Whether the team should go at all is, of course, the first question. The Undergraduate Athletic Council's special "fact-finding" committee is looking into this and will recommend a decision based on student opinion and will recommend a decision based on student opinion and "investigations" of "the college hockey situation."
Of far greater importance, however, is a more elementary question which both the FCAS and the UAC must consider: why the Faculty has not allowed the team to play in the past two tournaments. This is basic to an issue now three years old, and, because it goes right to the root o the upcoming and past decisions, certainly it must not be ignored. Only after we can answer this question can we expect to answer to answer the first.
The Faculty's reasons for its decisions are primary importance; they explain why the team has been denied an honor it previously had been allowed to accept in 1955, '57, and '58. And they define the measuring stick that the FCAS will use this year for the third time to decide whether the squad should go to the NCAA's if asked.
What are those reasons? Unfortunately, nobody outside of the ten-man FCAS really knows. Both times that the Committee has decided to keep the Crimson out of the tournament, it has refused to say why. Public statements have been limited to "No comment," and interpretations of the action have been anybody's guess.
It is not surprising that guesses differ. Some people think that the Faculty did not want the players to lose additional study time at the end of the season just to play in the tournament. Others think that the Administration did not want to assume the extra expenses of a trip and hotel bills. Many more think that Harvard declined to enter the NCAA's because it was afraid of losing--especially when the decisions came out late in the season, apparently after the Faculty had seen how good the team was. Still others just don't know what to think. The press has preferred to believe that Harvard's moves the past two years were intended as protests against alleged "professionalism" in the Western league.
This last vie has received the most public attention. And because the Administration has not chosen to deny the charge, we must assume that it is protesting.
But if Harvard is protesting the alleged professionalism" practiced in the Western league, why has the Faculty allowed the Crimson to play Minnesota and Colorado College this Christmas? (Both schools are members of the Western Collegiate Hockey Association, which sends the two Western representatives to the NCAA's every year. And Minnesota was runner-up in the last tournament.)
What exactly is the vaguely-understood "professionalism" of the Western league? A lot has been said about such things as "recruiting and Canadian players"--both of which exist among the Eastern teams including Harvard--but the basis for these accusations seems to rest on a rather simple chain of logic: They win, therefore they must be big-time offenders. If Harvard is protesting "professionalism," one hopes that it understands what this accusation means. Most newspaper commentators don't. Certainly the Western teams have swept most of the recent tournament games. And for this reason it is easy to point at them and insinuate that they have violated rules.

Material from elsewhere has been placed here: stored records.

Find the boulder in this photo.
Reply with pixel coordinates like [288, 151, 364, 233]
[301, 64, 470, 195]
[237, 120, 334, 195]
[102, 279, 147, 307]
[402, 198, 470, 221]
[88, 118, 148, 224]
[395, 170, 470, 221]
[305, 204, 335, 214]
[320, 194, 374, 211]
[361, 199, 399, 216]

A great university, however, ought to do better than insinuate. For the past two years, Harvard has created an issue, and despite student protests and outside criticism, it has intentionally allowed the issue to remain unclear. Much worse, it has allowed the press to guide public opinion into the unhealthy assumption "that Harvard's action was a protest against "professionalism" in the Western league.
This assumption has led to many nasty, undocumented, name-calling accusations against teams in the Western league. It has given rise to ill-feelings in the Western Collegiate Hockey Association, embarrassments for many Harvard people, and whisper campaigns throughout NCAA hockey circles.
Before the Administration declares whether it will allow this year's team to enter the NCAA's if asked, it must, for its own sake and reputation, put an end to the suspicions and innuendos. The Faculty must say whether the past two decisions have been correctly interpreted by the press as a protest and, if true, whether this year's decision is either a continuation of a conclusion of that protest.
If the decisions have been in a spirit of protest, the Administration must be able to declare publicly just what it objects to. (When Harvard protests, it explains why publicly as in the NDEA disclaimer affidavit issue.)
If the decisions have not been made in a spirit of protest, the Administration must say so, and explain the real reasons for its action. Otherwise, people will assume the worst.
The Faculty should clear up the hockey issue it has raised and allowed to become unclear and often embarrassing. Once the terms of the hockey issue are defined, such organizations as the Undergraduate Athletic Council will know how to prepare their recommendations, and the Administration will have regained the respect it is slowly losing in the sports pages. Then, and only then, the Administration should decide whether the hockey team should go to the NCAA tournament this year.
The National Collegiate Athletic Association hockey tournament is a playoff for the national championship between the top two college teams in the East and in the West at the end of every season. Because the tournament is NCAA-sponsored, it is exempted from the Ivy League's ban on post-season athletic contests.